In this paper, we have proposed the covariance matrix descriptor as a way to encode DCNN features in facial expression recognition. The covariance matrix belongs to the set of symmetric positive-definite (SPD) matrices, thus laying on a special Riemannian manifold. We have shown the classification of these representations using Gaussian kernel on the SPD manifold is more efficient than the standard classification with fully connected layers and softmax. By implementing our approach using different architectures, i.e., VGG-face and ExpNet, in extensive experiments on the Oulu-CASIA and SFEW datasets, we have shown that the proposed approach achieves state-of-the-art performance for facial expression recognition. As future work, we aim to include the temporal dynamics of the face in the proposed model.

A Supplementary Material to the Paper: Deep Covariance Descriptors for Facial Expression Recognition

In this supplementary material, we present further details on the conducted experiments. In particular, we provide visualizations of:

Global DCNN features and their covariance descriptors: Figure 3 shows four selected feature maps (chosen from 512 FMs) extracted with the ExpNet model for two subjects of the Oulu-CASIA dataset (happy and surprise expressions). We also show the global covariance descriptor relative to the 512 feature maps as a 2D image. Common patterns can be observed in the covariance descriptors computed for similar expressions, e.g., the dominant colors in the covariance descriptors of happy expression (left panel) are pink/purple, while being blue in the covariance descriptors of surprise expression (right panel).

Figure 3: Visualization of some feature maps (ExpNet) and their corresponding covariance descriptors for two subjects from the Oulu-CASIA dataset conveying happy and surprise expressions. We show four feature maps (chosen from 512 feature maps) for each example image. The corresponding covariance descriptors are computed over the 512 FMs. Best seen in color.

Local DCNN features and their covariance descriptors: Figure 4 shows the four local regions detected on the input facial image on the left; then, landmarks and regions are shown on four selected feature maps, as mentioned in Section 3.2 of the paper. These FMs are selected from 512. The covariance descriptors relative to each detected region are shown in Figure 5. We can observe that each local covariance descriptor captures different patterns.

Figure 4: Visualization of the detected facial landmarks and regions on the input facial image and mapped on four selected feature maps (from 512). Best seen in color.
Figure 5: Visualization of the extracted regions on four feature maps and their corresponding covariance descriptors. Best seen in color.

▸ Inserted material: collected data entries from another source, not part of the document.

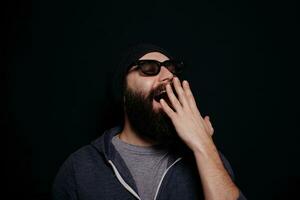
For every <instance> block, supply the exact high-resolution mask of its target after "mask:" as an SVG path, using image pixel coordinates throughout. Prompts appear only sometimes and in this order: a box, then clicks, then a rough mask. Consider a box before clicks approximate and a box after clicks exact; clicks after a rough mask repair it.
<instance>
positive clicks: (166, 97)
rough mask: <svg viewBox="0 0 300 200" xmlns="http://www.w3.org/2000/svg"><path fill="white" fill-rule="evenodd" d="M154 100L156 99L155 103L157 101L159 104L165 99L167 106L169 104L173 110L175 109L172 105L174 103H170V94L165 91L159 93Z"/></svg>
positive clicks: (155, 97)
mask: <svg viewBox="0 0 300 200" xmlns="http://www.w3.org/2000/svg"><path fill="white" fill-rule="evenodd" d="M154 99H155V101H157V102H159V100H160V99H164V100H165V101H166V102H167V104H168V105H169V106H170V107H171V108H173V105H172V103H171V101H170V99H169V97H168V94H167V92H166V91H165V90H163V91H161V92H159V93H158V94H156V95H155V96H154Z"/></svg>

Failure cases of facial landmark detection on SFEW dataset: Figure 6 exhibits some failure and success cases of facial landmark and region detection on the input facial images. In the left panel of this figure, we show examples from the Oulu-CASIA and SFEW datasets, where the landmark and region detection succeeded. In the right panel, we show four failure examples for landmark and region detection in the SFEW dataset. We noticed that this step failed on of the facial images of SFEW. This explains why we do not obtain improvements by combining local and global covariance descriptors on this dataset.

Figure 6: Examples of facial landmark and region detection on the SFEW and Oulu-CASIA datasets, with some failure cases for the SFEW dataset. For each example, the image on the left shows the aligned face with its landmark points, while the image on the right represents the aligned face with its detected regions.